A silence of some moments followed. Margaret resumed:

“I am afraid you will laugh at my foolish fancies, Duncan; but in thinking over all these things, as you may suppose I often do, lying awake in my lonely bed, the notion sometimes comes to me: What if my Duncan be the spirit of the youth whom his wicked brother hurled into the ravine, come again in a new body to live out yet his life on the earth, cut short by his brother’s hatred? If so, then his persecution of you, and of your mother for your sake, would be easily understood. And if so, you will never be able to rest till you find your mate, wherever she may have been born on the face of the wide earth. For born she must be, long ere now, for you to find. I misdoubt me much, however, should this be the case, whether you will find her without great conflict and suffering between, for the Powers of Darkness will be against you; though I have good hope that you will overcome at last. You must forgive the fancies of a foolish old woman, my dear.”

I will not try to describe the strange feelings, almost sensations, that arose in me while listening to these extraordinary utterances, lest it should be supposed I was ready to believe all that Margaret narrated or concluded. I could not help doubting her sanity; but no more could I help feeling very peculiarly moved by her narrative. Few more words were spoken on either side.

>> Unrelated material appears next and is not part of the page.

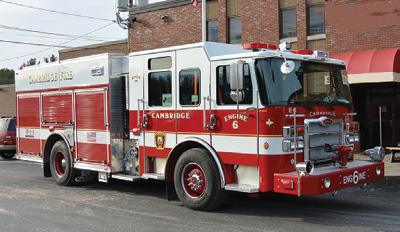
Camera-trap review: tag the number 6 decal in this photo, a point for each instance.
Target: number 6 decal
(235, 125)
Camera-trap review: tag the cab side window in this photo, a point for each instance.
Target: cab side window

After receiving renewed exhortations to carefulness on my way home, I said good-bye to dear old nurse, considerably comforted, I must confess, that I was not doomed to be a tutor all my days; for I never questioned the truth of nurse’s vision and consequent prophecy. I went home in the full ecstasy of the storm, through the alternating throbs of blackness and radiance; now the possessor of no more room than what my body filled, and now isolated in world-wide space—and the thunder filled it all.

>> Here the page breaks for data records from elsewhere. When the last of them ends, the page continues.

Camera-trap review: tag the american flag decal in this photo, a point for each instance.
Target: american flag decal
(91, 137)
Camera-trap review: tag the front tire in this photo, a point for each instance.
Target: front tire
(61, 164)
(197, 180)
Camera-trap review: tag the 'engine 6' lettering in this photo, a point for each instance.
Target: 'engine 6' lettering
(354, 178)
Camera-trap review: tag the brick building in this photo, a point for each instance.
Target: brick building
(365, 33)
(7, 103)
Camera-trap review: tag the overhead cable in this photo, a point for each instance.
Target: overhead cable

Absorbed in the story I had heard, I took my way, as I thought, homewards. The whole country was well known to me. I should have said, before that night, that I could have gone home blindfold. Whether the lightning bewildered me and made me take a false turn, I cannot tell; for the hardest thing to understand, in moral as well as physical mistakes, is how we came to go wrong. But after wandering for some time, plunged in meditation, and with no warnings whatever of the presence of inimical powers, a most brilliant lightning-flash showed me that at least I was not near home. The flash was prolonged by a slight electric pulsation, which continued for a second or two; and by that I distinguished a wide space of blackness on the ground in front of me. Once more wrapt in the folds of a thick darkness, I dared not move. Suddenly it occurred to me what the blackness was, and whither I had wandered. It was a huge quarry, of great depth, long disused, and half filled with water. I knew the place perfectly. A few more steps would have carried me over the brink. I stood still, waiting for the next flash, that I might be quite sure of the direction I was taking before I dared to move. While I stood, I fancied that I heard a single hollow plunge in the black water far below. When the lightning came, I turned, and took my way back. After walking for some time across the heath, I stumbled, and to my horror found I was falling. The fall soon became a roll, however, and down a steep declivity I went, over and over, arriving at the bottom uninjured.